Incredibly relaxed pacing allows the scorching days and hardened characters to pass before us and become truly absorbed, capturing an amazing sense of time and place – you can feel the sweat and dirt on the back of your neck. There isn’t really a strong central narrative – instead flitting between a few different stories that don’t necessarily meld together – but this is of little consequence as the Mexican wilderness is so immersive. This is achieved with a trademark mix of panoramic landscapes, extreme close ups and fantastically well cast support actors with haggard weather-beaten faces that possess as many stories as the desert. It’s a thing of gritty, sweat-stained beauty that holds the captivating magic of classic Western cinema. Ennio Morricone’s exceptional score does much to capture this mood, and is capable of arousing the sensation of trekking across dusty plains even with your eyes closed.

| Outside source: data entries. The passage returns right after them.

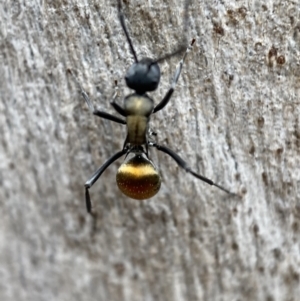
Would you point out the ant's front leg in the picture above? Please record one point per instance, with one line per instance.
(168, 95)
(96, 111)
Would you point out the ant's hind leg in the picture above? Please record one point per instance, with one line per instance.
(97, 175)
(168, 95)
(184, 165)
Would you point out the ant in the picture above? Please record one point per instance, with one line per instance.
(137, 177)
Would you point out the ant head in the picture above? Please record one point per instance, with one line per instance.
(143, 76)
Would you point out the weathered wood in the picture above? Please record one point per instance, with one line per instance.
(234, 117)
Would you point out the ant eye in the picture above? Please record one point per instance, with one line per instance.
(143, 76)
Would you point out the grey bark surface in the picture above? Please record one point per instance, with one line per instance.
(234, 117)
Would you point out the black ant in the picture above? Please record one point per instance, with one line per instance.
(137, 177)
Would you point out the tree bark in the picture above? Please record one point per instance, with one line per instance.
(234, 117)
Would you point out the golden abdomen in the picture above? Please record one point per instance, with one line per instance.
(138, 178)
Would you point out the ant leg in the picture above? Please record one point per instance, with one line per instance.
(92, 108)
(184, 165)
(168, 95)
(96, 176)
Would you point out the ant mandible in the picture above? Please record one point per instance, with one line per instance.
(137, 177)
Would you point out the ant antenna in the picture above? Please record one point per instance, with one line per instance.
(179, 49)
(122, 21)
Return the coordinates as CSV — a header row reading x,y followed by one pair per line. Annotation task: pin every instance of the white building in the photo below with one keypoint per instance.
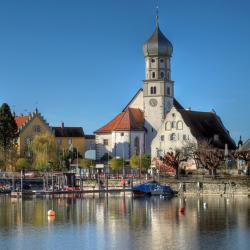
x,y
143,119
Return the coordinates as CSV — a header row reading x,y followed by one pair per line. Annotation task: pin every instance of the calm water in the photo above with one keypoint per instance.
x,y
125,223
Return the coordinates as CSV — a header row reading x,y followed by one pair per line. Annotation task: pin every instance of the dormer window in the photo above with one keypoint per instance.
x,y
153,90
37,128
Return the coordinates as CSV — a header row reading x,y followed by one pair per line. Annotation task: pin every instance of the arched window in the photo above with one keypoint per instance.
x,y
173,125
179,125
173,137
168,91
137,145
152,90
168,126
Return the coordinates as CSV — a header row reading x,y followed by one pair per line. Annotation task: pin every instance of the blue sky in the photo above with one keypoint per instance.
x,y
81,61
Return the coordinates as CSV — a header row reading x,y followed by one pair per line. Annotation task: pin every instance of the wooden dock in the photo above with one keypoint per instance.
x,y
62,192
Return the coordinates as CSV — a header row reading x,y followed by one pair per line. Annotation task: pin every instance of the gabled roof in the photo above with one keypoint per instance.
x,y
68,131
246,145
20,120
205,125
23,121
130,119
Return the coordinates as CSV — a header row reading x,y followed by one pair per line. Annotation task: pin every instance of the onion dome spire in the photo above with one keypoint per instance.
x,y
157,44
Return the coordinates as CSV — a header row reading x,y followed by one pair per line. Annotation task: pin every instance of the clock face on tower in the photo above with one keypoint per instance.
x,y
153,102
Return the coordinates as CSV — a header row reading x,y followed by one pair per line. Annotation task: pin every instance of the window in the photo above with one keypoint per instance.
x,y
168,91
27,141
173,137
179,125
153,90
137,145
173,124
168,126
37,128
216,137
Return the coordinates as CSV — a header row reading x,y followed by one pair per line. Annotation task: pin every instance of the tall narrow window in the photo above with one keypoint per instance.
x,y
153,90
168,90
137,145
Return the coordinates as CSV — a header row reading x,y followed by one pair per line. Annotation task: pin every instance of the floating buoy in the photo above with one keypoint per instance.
x,y
51,218
182,210
51,213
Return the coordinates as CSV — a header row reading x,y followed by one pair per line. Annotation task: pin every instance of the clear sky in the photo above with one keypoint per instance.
x,y
81,61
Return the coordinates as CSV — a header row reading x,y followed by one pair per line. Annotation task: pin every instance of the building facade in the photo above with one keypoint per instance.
x,y
163,124
29,126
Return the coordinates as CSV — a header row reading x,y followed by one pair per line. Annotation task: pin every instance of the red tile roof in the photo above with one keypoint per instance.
x,y
129,119
20,120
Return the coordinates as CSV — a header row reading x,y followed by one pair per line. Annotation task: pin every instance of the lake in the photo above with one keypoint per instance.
x,y
123,222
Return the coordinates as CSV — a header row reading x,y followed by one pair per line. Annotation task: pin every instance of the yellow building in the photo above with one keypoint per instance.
x,y
70,137
30,126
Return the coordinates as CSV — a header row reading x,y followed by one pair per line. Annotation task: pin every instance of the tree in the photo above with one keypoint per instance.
x,y
243,155
43,148
22,164
116,163
8,131
134,161
209,157
174,159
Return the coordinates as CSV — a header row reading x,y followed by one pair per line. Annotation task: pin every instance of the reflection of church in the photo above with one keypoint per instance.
x,y
143,119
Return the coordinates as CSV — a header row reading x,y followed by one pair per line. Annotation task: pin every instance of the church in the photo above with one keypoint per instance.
x,y
154,122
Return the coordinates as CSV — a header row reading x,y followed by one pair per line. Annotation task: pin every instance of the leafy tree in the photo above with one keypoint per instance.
x,y
43,147
22,164
8,131
116,163
145,162
134,161
208,156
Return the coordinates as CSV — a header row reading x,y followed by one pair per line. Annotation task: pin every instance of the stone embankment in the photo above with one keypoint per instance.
x,y
211,187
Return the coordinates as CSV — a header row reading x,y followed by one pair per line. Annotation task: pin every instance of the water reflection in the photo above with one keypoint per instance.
x,y
122,222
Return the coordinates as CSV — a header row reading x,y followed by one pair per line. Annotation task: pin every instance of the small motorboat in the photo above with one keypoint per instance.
x,y
153,188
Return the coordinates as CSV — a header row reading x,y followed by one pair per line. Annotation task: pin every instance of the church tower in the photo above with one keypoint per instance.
x,y
158,88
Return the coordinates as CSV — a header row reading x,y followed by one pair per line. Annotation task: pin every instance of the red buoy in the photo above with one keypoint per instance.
x,y
182,210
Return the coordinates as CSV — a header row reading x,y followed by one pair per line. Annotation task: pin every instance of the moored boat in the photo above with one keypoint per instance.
x,y
153,188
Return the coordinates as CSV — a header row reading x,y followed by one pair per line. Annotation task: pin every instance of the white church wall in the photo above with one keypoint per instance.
x,y
103,144
172,134
140,135
120,143
137,102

Juan and John’s relationship is at the heart of ‘Dynamite’ – fantastically well-drawn, utilising an electric chemistry between Steiger and Coburn that brings the film to life and adds as much humour as warmth. As the two hardy outlaws grow closer than they ever would’ve imagined, their friendship becomes hugely poignant and evocative – a nice juxtaposition with the brutal violence and unforgiving landscape they find themselves in. Perhaps more overtly political than Leone’s other work, it’s unflinching in its depiction of the government brutality on the rebels, and is still able to elicit shock. It doesn’t have much to say politically, painting a very white and black picture of events – nevertheless there is still a stomach-churning feeling of injustice that runs through it, more powerful than you may imagine a western to be capable of.
‘Dynamite’ may lack the enduring star appeal of Eastwood or Bronson but it’s no less worthy than Leone’s other work. There is little we haven’t seen in the setting or tone, but he left us so few films that all of them deserve to be cherished. Far more than a western, this is a poetic odyssey about friendship, and alive with a sweaty, ragged majesty.